Anyone following recent discussions about AI in education will recognise a familiar pattern, the same one I highlighted last week in my blog on a meta review about this topic. Much AI research focuses on technological possibilities and pays far less attention to the underlying didactics. We experiment enthusiastically, but often without a clear view of what students actually do, how much thinking they still do themselves, and which learning theories should guide the design. In that light, studying taking notes vs ChatGPT learning, the new study by Pia Kreijkes and colleagues is worth a closer look, not because it celebrates what AI can generate, but because it examines something many studies ignore. What do students actually remember a few days later when they have learned with a large language model?
The study’s setup is relatively simple and, for that reason, quite strong. More than three hundred fifteen-year-olds in the United Kingdom read two difficult history passages. For one of the texts, every student was required to use a chatbot to request explanations, clarify concepts or generate a summary. The other text was processed, depending on the assigned condition, either with notes only or with a combination of notes and the LLM. This allowed the researchers to compare how much students learned from taking notes, from AI support or from a combination. Three days later, the students completed tests on factual knowledge, comprehension and free recall. This was not a demonstration of what AI can produce. It was an experiment that asked what students still know once the screens have been closed for a while.
The core findings will not surprise most experienced teachers. Students learn more when they take their own notes. Almost all outcomes show that active processing is more powerful than what students spontaneously do with an LLM. The combination of LLM and notes produced a small extra gain compared with the LLM alone, but this was much smaller than the advantage of simply taking notes. This is exactly why the study matters. Students found working with the LLM more enjoyable and easier, yet they put in less effort and less time. It reads almost like an example taken from a textbook on learning psychology, but here the pattern shows up in the data. Activities that feel easy are not necessarily the ones that stick.
The study also earns credit for the care that went into its design. The researchers matched the texts in advance for length, difficulty and conceptual density. They preregistered every step. Three independent raters scored the open responses and reached almost perfect agreement. The team not only looked at learning outcomes but also examined closely how students interacted with the AI. One striking observation is that many students in the combined condition simply copied and pasted. Their notes sometimes reproduced literal fragments of LLM output. In that process, they lost what makes note-taking effective. It requires selecting and rephrasing. In other words, it requires thinking.

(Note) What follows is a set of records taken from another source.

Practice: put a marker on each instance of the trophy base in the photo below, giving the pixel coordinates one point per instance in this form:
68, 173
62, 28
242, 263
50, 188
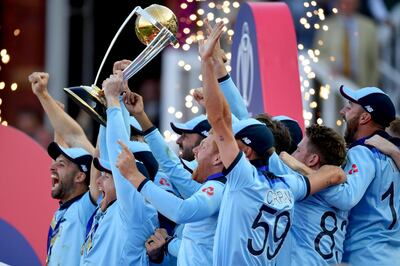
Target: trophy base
89, 102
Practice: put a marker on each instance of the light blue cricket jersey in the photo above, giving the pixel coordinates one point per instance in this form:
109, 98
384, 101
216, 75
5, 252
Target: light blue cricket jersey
255, 215
171, 164
318, 229
199, 213
373, 183
233, 97
68, 230
125, 226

The limitations appear just as clearly. The study includes no passive-reading condition, so we still do not know whether LLM use beats or lags simply reading without a strategy. The experiment remains narrow. It focuses on one age group, one subject, two short sessions and one model that is already outdated. It tells us nothing about how students might use AI across longer learning cycles, with guidance or in other domains. And although the researchers designed the study with care, they still compared a well-established learning strategy with a fairly unstructured approach to AI. That contrast reveals a lot about spontaneous use, but far less about how AI could support strong didactics. It is also relevant that the researchers work for Microsoft and Cambridge University Press and Assessment.
Perhaps the most striking finding is the tension at the heart of the results. Students learned most from notes without LLM support, yet they enjoyed that approach the least. That is not a small detail. It once again shows how wide the gap can be between what feels comfortable and what actually leads to learning. Technology can help narrow that gap, but it does not remove it.